Enabling, checking and disabling HTML5 geolocation

There are a lot of introduction-like posts about starting your journey with HTML5 geolocation, so I don’t intend to write another one. Instead, I’m going to say a few words about enabling and disabling in-browser geolocation services, because this topic has some glitches that may not be know by everyone.

How to check, if geolocation is enabled?

The fact, that a browsers supports geolocation, doesn’t mean that user allows it to be used by your page.

A piece of code as simple as:

return ((navigator.geolocation !== null) && (navigator.geolocation !== undefined));

will only tell you, if given browser supports HTML5 geolocation, but it will tell you nothing about whether user has approved or declined your website access to geolocation data. In other words, in case of decline, above code will return true, but your geolocation-aware code will fail even so (not fed with any data).

I found out, that answers to this Stack Overflow question has a great solution for this problem.

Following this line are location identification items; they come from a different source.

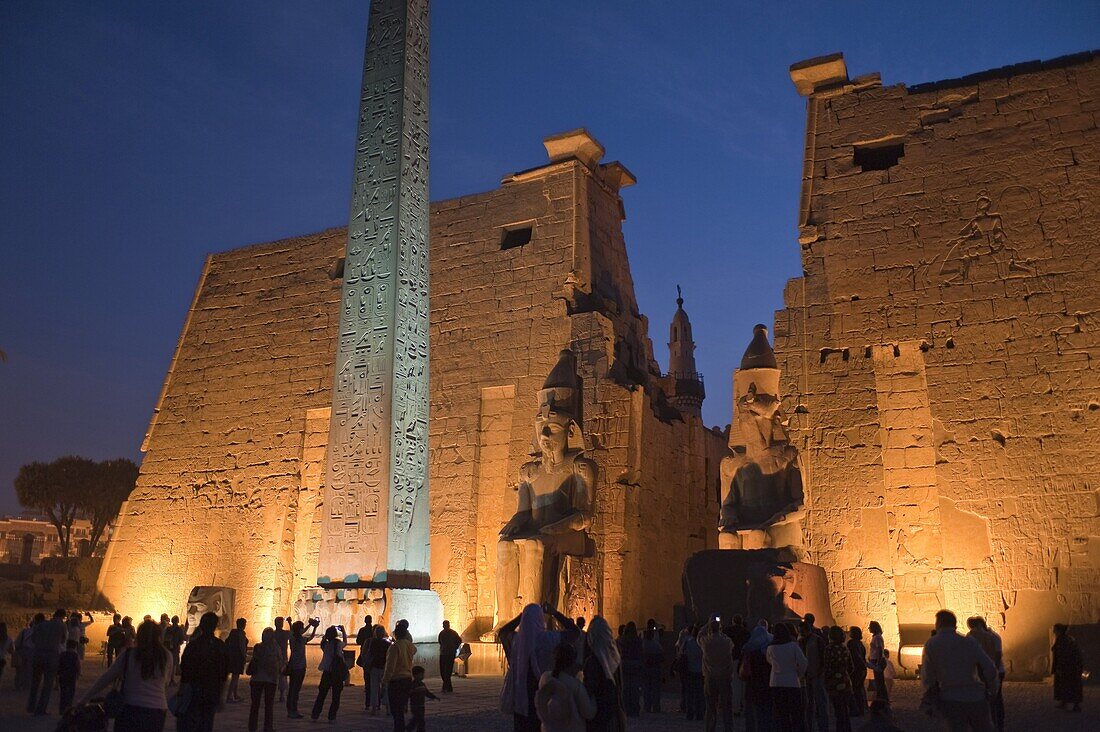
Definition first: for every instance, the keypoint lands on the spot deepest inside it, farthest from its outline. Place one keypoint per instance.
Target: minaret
(685, 383)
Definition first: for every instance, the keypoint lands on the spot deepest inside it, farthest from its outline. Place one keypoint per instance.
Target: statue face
(552, 435)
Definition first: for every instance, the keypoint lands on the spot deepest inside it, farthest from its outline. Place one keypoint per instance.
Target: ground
(473, 708)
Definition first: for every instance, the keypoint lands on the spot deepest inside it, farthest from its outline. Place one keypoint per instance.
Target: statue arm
(519, 522)
(730, 492)
(580, 516)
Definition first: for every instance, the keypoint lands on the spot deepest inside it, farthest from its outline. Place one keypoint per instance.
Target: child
(68, 672)
(417, 696)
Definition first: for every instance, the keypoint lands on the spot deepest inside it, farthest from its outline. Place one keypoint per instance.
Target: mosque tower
(685, 383)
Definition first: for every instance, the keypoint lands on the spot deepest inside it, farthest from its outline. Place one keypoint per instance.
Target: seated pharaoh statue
(761, 482)
(554, 502)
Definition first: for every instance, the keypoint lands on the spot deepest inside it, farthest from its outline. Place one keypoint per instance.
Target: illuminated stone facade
(229, 492)
(939, 352)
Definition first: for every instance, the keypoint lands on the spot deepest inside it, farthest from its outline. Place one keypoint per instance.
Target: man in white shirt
(963, 675)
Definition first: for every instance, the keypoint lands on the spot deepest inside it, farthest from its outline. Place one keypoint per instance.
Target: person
(990, 642)
(397, 677)
(174, 636)
(296, 664)
(581, 640)
(377, 651)
(836, 678)
(858, 670)
(678, 664)
(652, 658)
(363, 643)
(603, 678)
(814, 696)
(449, 644)
(562, 702)
(738, 634)
(1067, 665)
(788, 667)
(692, 676)
(127, 634)
(717, 676)
(756, 673)
(24, 653)
(633, 664)
(877, 662)
(958, 670)
(7, 648)
(48, 638)
(283, 643)
(144, 673)
(237, 646)
(68, 672)
(418, 692)
(462, 665)
(264, 672)
(333, 672)
(113, 640)
(528, 646)
(890, 674)
(75, 629)
(202, 669)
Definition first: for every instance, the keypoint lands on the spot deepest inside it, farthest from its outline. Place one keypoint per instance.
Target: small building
(28, 539)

In basic, you have to use either getCurrentPosition or watchPosition, which both has two arguments and both arguments are callback functions executed when there is a success (first) or an error (second) in obtaining geolocation. Second function has a return value (error code) “PERMISSION_DENIED” designed specially to check, if geolocation has been denied.

For example you can use a code like this:

isGeolocationEnabled = function () {
    navigator.geolocation.getCurrentPosition (
        function() {
            return true;
        function (error) { 
            if (error.code = error.PERMISSION_DENIED) {
                return false;
            else {          
                return true;

Only this way you can detect, that member has declined your website access to geolocation data.

Notice that these functions are asynchronous.

How to really disable geolocation?

As mentioned above, following code:

return ((navigator.geolocation !== null) && (navigator.geolocation !== undefined));

only tells you, if your browser is capable of serving HTML 5 geolocation functions. Therefore, it will always be true, if your browsers does it, even if you turn off geolocation (i.e. set settings to deny geolocation data to any page).

If you want to test, how your script will work, when there is no geolocation API available at all (older browsers), you must turn off entire geolocation module.

To do this in Firefox:

  • type about:config as URL and hit Enter,
  • type geo.enabled to find this preference,
  • double click on it.

From this moment on location-aware browsing is disabled and your browser acts as it would never support HTML5 geolocation API.

In other browsers this solution should be similar (details).